Validate and normalize queries. Converts query IDs to strings if they are ints.

validate_qrels(qrels)

Validate and normalize qrels. Converts query IDs to strings if they are ints.

validate_vespa_query_fn(fn)

Validates the vespa_query_fn function.

The function must be callable and accept either 2 or 3 parameters
  • (query_text: str, top_k: int)
  • or (query_text: str, top_k: int, query_id: Optional[str])

It must return a dictionary when called with test inputs.

Returns True if the function takes a query_id parameter, False otherwise.

filter_queries(queries, relevant_docs)

Filter out queries that have no relevant docs

extract_doc_id_from_hit(hit, id_field)

Extract document ID from a Vespa hit.

get_id_field_from_hit(hit, id_field)

Get the ID field from a Vespa hit.

calculate_searchtime_stats(searchtimes)

Calculate search time statistics.

execute_queries(app, query_bodies, max_concurrent=10)

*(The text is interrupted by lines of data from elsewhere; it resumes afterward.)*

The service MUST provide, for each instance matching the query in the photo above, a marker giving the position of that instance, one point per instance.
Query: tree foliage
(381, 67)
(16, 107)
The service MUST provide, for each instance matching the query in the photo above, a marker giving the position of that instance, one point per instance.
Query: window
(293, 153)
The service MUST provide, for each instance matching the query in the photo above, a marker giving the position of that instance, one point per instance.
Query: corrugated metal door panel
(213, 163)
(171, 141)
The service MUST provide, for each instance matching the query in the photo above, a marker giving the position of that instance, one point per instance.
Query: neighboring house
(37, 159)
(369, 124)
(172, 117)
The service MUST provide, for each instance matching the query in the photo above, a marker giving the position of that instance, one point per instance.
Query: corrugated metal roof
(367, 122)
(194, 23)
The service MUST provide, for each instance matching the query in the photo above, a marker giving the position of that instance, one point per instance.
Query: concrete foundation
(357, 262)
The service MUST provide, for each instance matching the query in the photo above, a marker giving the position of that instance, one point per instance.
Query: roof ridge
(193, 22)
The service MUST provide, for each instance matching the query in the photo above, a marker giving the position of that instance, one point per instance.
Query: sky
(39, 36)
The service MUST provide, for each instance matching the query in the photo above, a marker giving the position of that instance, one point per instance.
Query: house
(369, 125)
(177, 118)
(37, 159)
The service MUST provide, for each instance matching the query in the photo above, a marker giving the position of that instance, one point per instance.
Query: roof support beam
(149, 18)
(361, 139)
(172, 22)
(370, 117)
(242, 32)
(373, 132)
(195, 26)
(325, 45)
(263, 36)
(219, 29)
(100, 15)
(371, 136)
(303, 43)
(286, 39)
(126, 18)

Execute queries and collect timing information. Returns the responses and a list of search times.

write_csv(metrics, searchtime_stats, csv_file, csv_dir, name)

Write metrics to CSV file.

log_metrics(name, metrics)

Log metrics with appropriate formatting.

extract_features_from_hit(hit, collect_matchfeatures, collect_rankfeatures, collect_summaryfeatures)

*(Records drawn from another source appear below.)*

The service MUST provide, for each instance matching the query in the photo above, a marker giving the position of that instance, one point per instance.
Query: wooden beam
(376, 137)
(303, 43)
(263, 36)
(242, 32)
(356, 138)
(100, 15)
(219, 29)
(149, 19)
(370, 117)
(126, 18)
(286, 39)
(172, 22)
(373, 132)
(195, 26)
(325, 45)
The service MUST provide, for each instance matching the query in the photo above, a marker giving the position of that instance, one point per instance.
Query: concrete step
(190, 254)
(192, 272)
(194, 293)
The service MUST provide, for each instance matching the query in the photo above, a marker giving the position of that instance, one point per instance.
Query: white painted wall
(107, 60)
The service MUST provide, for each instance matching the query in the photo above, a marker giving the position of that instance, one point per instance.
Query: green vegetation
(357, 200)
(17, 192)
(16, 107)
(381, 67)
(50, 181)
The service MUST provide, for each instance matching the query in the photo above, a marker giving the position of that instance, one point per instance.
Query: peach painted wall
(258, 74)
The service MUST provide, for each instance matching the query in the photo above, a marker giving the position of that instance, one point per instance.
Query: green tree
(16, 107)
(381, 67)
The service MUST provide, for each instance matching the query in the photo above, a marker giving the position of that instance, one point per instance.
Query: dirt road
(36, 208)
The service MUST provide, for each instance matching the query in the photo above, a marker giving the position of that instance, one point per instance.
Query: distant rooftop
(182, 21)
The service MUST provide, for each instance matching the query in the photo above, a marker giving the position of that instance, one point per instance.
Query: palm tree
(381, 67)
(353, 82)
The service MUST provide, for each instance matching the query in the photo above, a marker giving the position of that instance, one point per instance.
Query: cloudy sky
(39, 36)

Extract features from a Vespa hit based on the collection configuration.

Parameters:

Name Type Description Default
hit dict

The Vespa hit dictionary

required
collect_matchfeatures bool

Whether to collect match features

required
collect_rankfeatures bool

Whether to collect rank features

required
collect_summaryfeatures bool

Whether to collect summary features

required

Returns:

Type Description
Dict[str, float]

Dict mapping feature names to values

__getattr__(name)

Lazy import for optional MTEB dependencies.